El proyecto de resolución que sería analizado por la SCJN plantea reforzar la protección de los derechos de los pueblos indígenas y del medio ambiente, además de establecer criterios sobre la obligación de consultar previamente a las comunidades mayas antes de autorizar la instalación, regulación y abandono de megagranjas porcícolas en el estado.
Entre los principales puntos impulsados por las comunidades demandantes destacan la exigencia de que el Gobierno de Yucatán realice un proceso de consulta indígena respecto a la Norma Técnica Ambiental NTA-001-SDSD-22; que la consulta previa sea reconocida como requisito indispensable para la apertura, regulación y abandono de megagranjas porcícolas; y que se reconozca la legitimidad de los representantes comunitarios para promover acciones legales en defensa de los derechos colectivos del pueblo maya.

Horas antes de conocerse el aplazamiento de la discusión en la Suprema Corte, representantes de las comunidades de Chapab y Kinchil ofrecieron una conferencia de prensa en el Centro Pro, acompañados por integrantes de Kanan Derechos Humanos, organización que ha brindado acompañamiento jurídico en el caso.
En la conferencia participaron el licenciado Miguel Anguas Rosado, integrante de Kanan Derechos Humanos; representantes del Consejo Maya del Poniente Chikin Ja y Kanan Lu’um Mo, encabezados por Matilde Zip; así como Carlos Mayoa, representante de Greenpeace México, además de integrantes de Racismo MX y ProDESC.
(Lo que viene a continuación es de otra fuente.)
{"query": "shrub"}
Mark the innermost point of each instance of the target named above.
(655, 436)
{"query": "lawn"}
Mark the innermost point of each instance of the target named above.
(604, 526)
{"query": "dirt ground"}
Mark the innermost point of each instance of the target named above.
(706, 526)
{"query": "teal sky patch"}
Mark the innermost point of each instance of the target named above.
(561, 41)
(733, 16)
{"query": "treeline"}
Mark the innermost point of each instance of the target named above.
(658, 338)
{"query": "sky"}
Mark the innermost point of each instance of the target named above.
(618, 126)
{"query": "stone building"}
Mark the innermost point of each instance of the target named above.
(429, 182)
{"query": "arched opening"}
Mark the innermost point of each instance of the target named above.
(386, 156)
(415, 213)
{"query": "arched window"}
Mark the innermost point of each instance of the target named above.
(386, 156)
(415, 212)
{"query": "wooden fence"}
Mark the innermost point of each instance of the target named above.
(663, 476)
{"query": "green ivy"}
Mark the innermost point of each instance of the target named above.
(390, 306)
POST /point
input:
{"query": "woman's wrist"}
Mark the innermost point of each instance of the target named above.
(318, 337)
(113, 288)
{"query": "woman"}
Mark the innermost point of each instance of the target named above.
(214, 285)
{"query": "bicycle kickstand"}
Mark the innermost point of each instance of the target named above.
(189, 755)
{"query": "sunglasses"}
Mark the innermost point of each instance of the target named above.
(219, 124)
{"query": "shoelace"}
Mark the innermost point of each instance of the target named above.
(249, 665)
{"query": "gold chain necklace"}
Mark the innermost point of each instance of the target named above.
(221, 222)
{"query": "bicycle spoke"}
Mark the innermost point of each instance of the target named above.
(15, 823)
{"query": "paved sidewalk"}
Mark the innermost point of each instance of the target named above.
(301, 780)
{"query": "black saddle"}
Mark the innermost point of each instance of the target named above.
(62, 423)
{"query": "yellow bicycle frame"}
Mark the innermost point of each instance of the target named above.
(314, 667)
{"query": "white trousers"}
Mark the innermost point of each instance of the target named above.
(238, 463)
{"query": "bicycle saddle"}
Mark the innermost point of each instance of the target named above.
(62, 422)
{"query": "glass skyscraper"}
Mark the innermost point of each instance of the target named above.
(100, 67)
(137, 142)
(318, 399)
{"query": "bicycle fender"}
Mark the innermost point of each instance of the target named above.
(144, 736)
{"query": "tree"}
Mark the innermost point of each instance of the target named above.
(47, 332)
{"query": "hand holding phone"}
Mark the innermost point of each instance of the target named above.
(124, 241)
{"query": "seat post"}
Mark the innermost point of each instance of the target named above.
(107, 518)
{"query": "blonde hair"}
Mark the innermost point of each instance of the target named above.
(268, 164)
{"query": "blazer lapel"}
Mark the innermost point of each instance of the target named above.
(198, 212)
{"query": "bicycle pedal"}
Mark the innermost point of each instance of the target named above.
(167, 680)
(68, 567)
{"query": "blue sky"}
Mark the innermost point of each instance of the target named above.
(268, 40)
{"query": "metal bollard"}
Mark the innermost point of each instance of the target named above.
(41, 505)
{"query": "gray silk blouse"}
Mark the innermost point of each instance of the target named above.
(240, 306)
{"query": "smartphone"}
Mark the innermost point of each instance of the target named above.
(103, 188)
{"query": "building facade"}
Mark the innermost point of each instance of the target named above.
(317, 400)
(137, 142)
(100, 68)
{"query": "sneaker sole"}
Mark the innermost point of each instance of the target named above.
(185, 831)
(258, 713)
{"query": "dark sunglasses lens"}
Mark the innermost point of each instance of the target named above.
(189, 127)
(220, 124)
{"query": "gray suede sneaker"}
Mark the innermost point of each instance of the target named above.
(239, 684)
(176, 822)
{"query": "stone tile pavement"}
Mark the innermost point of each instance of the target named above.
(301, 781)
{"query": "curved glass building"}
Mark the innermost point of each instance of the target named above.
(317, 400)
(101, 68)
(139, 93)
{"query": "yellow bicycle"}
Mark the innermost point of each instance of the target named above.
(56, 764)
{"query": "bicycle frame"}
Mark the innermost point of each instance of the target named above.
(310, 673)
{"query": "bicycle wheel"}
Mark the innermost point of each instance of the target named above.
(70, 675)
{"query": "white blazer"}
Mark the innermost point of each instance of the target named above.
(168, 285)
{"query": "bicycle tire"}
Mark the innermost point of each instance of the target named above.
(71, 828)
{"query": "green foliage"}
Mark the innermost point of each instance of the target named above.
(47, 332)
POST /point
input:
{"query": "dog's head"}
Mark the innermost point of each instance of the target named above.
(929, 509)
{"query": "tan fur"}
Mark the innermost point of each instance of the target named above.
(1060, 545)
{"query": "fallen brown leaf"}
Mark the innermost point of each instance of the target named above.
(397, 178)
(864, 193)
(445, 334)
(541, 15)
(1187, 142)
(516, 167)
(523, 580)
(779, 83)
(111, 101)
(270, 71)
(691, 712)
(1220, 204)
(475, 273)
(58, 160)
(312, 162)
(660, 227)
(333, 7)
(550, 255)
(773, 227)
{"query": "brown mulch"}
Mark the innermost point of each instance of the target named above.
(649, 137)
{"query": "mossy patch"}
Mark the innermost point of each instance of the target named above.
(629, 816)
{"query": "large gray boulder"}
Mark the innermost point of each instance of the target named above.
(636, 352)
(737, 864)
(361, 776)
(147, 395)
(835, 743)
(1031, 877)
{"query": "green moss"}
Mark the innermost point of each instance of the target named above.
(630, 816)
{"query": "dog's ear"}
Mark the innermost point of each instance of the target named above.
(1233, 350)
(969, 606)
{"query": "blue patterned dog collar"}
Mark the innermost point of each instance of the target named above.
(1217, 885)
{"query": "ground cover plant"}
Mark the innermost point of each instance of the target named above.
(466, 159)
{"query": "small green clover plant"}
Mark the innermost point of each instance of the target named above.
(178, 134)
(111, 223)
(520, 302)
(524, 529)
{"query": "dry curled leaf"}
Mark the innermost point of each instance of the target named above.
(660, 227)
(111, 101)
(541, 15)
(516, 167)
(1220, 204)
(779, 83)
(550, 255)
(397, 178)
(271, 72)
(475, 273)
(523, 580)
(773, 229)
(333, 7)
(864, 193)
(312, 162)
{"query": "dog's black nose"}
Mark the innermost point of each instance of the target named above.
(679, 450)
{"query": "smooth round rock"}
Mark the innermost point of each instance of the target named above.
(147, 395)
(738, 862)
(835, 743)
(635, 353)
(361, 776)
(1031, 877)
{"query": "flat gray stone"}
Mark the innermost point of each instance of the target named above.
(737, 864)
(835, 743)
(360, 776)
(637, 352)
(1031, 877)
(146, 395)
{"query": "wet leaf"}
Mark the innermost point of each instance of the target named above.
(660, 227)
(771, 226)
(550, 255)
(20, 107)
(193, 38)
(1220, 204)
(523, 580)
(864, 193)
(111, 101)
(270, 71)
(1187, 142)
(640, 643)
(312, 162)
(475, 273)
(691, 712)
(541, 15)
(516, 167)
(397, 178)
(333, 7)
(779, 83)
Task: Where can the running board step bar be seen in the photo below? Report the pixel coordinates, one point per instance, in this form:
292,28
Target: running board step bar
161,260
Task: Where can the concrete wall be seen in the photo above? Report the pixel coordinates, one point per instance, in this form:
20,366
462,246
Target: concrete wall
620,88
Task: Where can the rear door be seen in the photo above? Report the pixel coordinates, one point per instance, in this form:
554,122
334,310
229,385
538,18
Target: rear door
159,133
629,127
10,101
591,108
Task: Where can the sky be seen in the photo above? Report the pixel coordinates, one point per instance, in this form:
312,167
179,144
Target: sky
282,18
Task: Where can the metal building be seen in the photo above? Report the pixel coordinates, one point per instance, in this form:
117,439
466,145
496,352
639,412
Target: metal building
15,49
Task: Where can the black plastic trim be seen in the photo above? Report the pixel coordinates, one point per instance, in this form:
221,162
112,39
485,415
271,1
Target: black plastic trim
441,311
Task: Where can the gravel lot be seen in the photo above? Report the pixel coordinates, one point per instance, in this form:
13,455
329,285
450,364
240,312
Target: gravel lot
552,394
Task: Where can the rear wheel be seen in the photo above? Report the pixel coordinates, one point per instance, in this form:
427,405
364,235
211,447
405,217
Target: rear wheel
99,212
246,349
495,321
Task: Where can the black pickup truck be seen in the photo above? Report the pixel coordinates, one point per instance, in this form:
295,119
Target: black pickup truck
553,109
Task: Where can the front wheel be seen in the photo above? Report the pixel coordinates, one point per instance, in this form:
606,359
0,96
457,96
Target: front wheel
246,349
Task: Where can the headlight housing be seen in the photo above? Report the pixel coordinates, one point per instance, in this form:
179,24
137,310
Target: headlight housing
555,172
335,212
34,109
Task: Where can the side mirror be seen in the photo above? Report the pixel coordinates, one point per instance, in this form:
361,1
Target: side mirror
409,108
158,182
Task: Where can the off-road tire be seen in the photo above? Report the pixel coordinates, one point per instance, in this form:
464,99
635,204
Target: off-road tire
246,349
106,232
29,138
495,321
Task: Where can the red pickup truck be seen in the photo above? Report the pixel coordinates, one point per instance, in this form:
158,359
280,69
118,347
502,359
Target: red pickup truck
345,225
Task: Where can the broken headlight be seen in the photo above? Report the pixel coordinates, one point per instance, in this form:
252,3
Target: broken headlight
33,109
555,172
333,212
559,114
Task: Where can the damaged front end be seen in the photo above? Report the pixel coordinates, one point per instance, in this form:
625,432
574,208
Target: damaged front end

Durante el encuentro con medios de comunicación, los representantes comunitarios señalaron que el conflicto surgió luego de que habitantes de ambos municipios promovieran un juicio de amparo para impugnar la norma expedida por la Secretaría de Desarrollo Sustentable (SDS) de Yucatán, debido a que —aseguraron— las autoridades estatales ignoraron las peticiones de las comunidades y publicaron la regulación sin realizar un proceso de consulta indígena.
Los pobladores denunciaron diversas afectaciones ambientales y de salud derivadas de la operación de megagranjas porcícolas en la región. Explicaron que se han registrado daños en al menos 11 hectáreas de territorio y contaminación del agua por nitratos, situación que, afirmaron, ha provocado enfermedades estomacales entre la población.

Asimismo, advirtieron que los cenotes y mantos acuíferos han resultado contaminados por descargas vinculadas con la industria porcícola, problemática que —indicaron— impacta a por lo menos 50 de los 106 municipios del estado de Yucatán.
Los representantes comunitarios insistieron en que la resolución de la Suprema Corte podría sentar un precedente nacional en materia de derechos indígenas, protección ambiental y consulta previa para proyectos industriales que afecten territorios originarios.